The urban fringe, where fast-growing cities bump against farms, is “always a problem,” says Tim Stieber, executive director of the Yamhill County Soil and Water Conservation District. It’s particularly so in this wine country, where new wealth, wild development claims and legal fights accompanied the race to catch overflow growth from Portland and Washington County.

Oregon law provides a strict land-use wall to shield farms from development, but the preservation of Chegwyn Farms is an unusual collaboration that accommodates both, Stieber says.

It began when Charlie Chegwyn and his 69-year-old sister, Agnes Betty Chegwyn, approached the conservation district for help in 2005. The subdivision next to the property was already a problem, saturating one of the lower fields with stormwater runoff.

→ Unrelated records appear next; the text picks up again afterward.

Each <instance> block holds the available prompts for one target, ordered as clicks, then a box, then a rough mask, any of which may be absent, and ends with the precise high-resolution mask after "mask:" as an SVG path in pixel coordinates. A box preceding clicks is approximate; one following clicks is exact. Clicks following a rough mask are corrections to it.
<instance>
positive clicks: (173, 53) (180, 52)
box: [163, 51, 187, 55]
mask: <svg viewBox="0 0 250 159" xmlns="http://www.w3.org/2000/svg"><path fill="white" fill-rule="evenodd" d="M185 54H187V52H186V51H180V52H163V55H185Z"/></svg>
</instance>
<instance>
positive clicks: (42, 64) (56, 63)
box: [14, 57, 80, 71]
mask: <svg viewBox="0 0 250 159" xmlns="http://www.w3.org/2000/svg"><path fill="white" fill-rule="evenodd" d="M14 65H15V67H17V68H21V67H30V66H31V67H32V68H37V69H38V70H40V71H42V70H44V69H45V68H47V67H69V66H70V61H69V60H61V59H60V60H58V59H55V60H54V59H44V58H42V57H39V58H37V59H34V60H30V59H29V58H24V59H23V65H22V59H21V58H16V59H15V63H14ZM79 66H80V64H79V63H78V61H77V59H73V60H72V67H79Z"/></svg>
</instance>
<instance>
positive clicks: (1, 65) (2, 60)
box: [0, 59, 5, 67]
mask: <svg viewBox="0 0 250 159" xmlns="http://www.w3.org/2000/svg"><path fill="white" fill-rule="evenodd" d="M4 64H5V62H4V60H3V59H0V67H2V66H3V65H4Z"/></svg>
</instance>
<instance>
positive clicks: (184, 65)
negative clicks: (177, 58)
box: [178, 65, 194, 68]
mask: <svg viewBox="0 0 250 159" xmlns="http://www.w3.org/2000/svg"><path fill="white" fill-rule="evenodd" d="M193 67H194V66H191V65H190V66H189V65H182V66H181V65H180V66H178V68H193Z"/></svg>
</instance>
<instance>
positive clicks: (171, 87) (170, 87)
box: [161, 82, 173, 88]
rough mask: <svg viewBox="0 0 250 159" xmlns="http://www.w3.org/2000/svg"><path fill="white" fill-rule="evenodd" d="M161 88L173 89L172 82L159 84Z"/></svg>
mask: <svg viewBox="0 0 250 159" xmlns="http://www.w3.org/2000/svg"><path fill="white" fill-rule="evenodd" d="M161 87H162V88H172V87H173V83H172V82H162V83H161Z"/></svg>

“Generally, the landowners on the edge get worn down” and decide to sell, Stieber says. But Charlie had no interest in that.

“Forget the money, forget about that,” he says.

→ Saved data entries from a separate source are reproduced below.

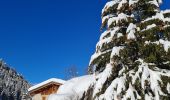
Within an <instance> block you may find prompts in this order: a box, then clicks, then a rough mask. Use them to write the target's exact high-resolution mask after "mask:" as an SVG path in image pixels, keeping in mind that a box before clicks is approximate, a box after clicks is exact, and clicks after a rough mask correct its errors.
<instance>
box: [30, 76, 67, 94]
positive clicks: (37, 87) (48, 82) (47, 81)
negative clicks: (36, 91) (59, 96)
mask: <svg viewBox="0 0 170 100" xmlns="http://www.w3.org/2000/svg"><path fill="white" fill-rule="evenodd" d="M49 83H58V84H64V83H65V81H64V80H62V79H57V78H51V79H48V80H46V81H44V82H41V83H39V84H37V85H34V86H32V87H30V88H29V89H28V91H32V90H35V89H37V88H40V87H42V86H44V85H47V84H49Z"/></svg>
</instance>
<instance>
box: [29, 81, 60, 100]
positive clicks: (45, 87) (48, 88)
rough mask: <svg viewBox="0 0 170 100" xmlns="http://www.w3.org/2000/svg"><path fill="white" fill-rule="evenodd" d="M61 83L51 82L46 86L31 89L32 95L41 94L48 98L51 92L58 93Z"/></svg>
mask: <svg viewBox="0 0 170 100" xmlns="http://www.w3.org/2000/svg"><path fill="white" fill-rule="evenodd" d="M60 85H61V84H56V83H50V84H46V85H45V86H42V87H39V88H37V89H36V90H33V91H30V95H31V96H32V97H33V96H34V95H36V94H41V96H42V100H46V99H47V97H48V96H49V95H50V94H53V93H56V92H57V90H58V88H59V87H60Z"/></svg>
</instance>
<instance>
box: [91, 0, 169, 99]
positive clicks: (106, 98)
mask: <svg viewBox="0 0 170 100" xmlns="http://www.w3.org/2000/svg"><path fill="white" fill-rule="evenodd" d="M161 3H162V1H161V0H111V1H109V2H107V3H106V5H105V7H104V8H103V10H102V30H103V31H104V32H103V33H102V34H101V37H100V40H99V42H98V43H97V45H96V51H95V53H94V55H92V57H91V61H90V66H89V73H95V74H96V82H95V83H94V86H93V96H92V98H93V100H128V99H130V100H135V99H141V100H144V99H145V100H169V99H170V10H165V11H161V10H160V4H161Z"/></svg>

Neither Charlie nor Agnes had ever married and so had no heirs to take over the farm. But they knew what they wanted.

“We want to preserve the land,” says Agnes Betty. “People need to get out and move around, and get some fresh air.”

The siblings were born to a life of constant chores. They share the same house and remain wedded to the land, Stieber says.

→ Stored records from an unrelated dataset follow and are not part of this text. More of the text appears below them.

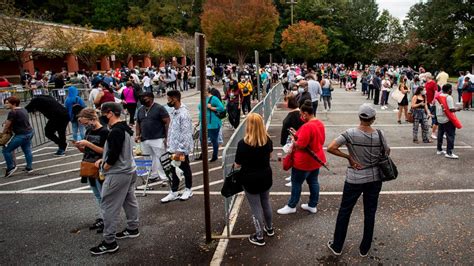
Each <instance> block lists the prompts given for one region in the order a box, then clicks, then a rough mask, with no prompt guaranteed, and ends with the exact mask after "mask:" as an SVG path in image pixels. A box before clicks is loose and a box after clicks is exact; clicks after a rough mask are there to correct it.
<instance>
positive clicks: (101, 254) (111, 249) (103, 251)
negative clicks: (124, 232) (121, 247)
mask: <svg viewBox="0 0 474 266" xmlns="http://www.w3.org/2000/svg"><path fill="white" fill-rule="evenodd" d="M118 248H119V247H118V245H117V241H114V242H112V243H110V244H107V242H105V241H102V243H100V244H99V245H98V246H97V247H93V248H91V249H90V251H91V253H92V254H93V255H102V254H105V253H114V252H116V251H117V250H118Z"/></svg>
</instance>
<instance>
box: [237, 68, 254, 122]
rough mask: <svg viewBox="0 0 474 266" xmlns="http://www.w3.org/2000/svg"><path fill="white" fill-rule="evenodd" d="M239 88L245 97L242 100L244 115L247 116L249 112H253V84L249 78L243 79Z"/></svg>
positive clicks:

“If you stay put in one spot long enough, it gets in your blood,” he says.

The best continued use of the farm is obvious to Charlie.

“Well, we gotta eat,” he reasons. “Why not raise food on the land?”

Assuring that required a series of swaps engineered by Stieber and the conservation district. Neighboring landowners, the city, an electric utility and the school district had a stake in what became of the farm.

Keeping the farm in agricultural use blocked a neighbor from developing, so in December 2007 the Chegwyns traded land to give that neighbor a corridor for a street and to extend utilities. Ten acres went to the McMinnville School District, which needed space for a future middle school and would have been stopped at the property line otherwise.

Charlie then deeded seven acres to the soil and water conservation district, which leased part of it to the city for a park — Chegwyn Farms Neighborhood Park, with bathrooms shaped like barns. It opened July 6 and immediately filled with kids. The conservation district may build a new office on part of the property.

In April 2008, Chegwyn Farms filed a conservation easement — like a deed restriction — that prohibits subdivision and development of the remaining 170 acres. Stieber says the easement is worth $6.5 million — the value that would have accrued if the property had been developed.

In March 2009, Charlie and Agnes Betty transferred ownership of the farm to the soil and water district. To honor them, the district applied for Oregon Century Farm certification, granted this summer. Chegwyn Farms now is officially among the 1,151 Oregon farms and ranches operated by the same family, on the same land, for 100 years or more.

“It’s an indication of our family’s perseverance,” Agnes Betty says.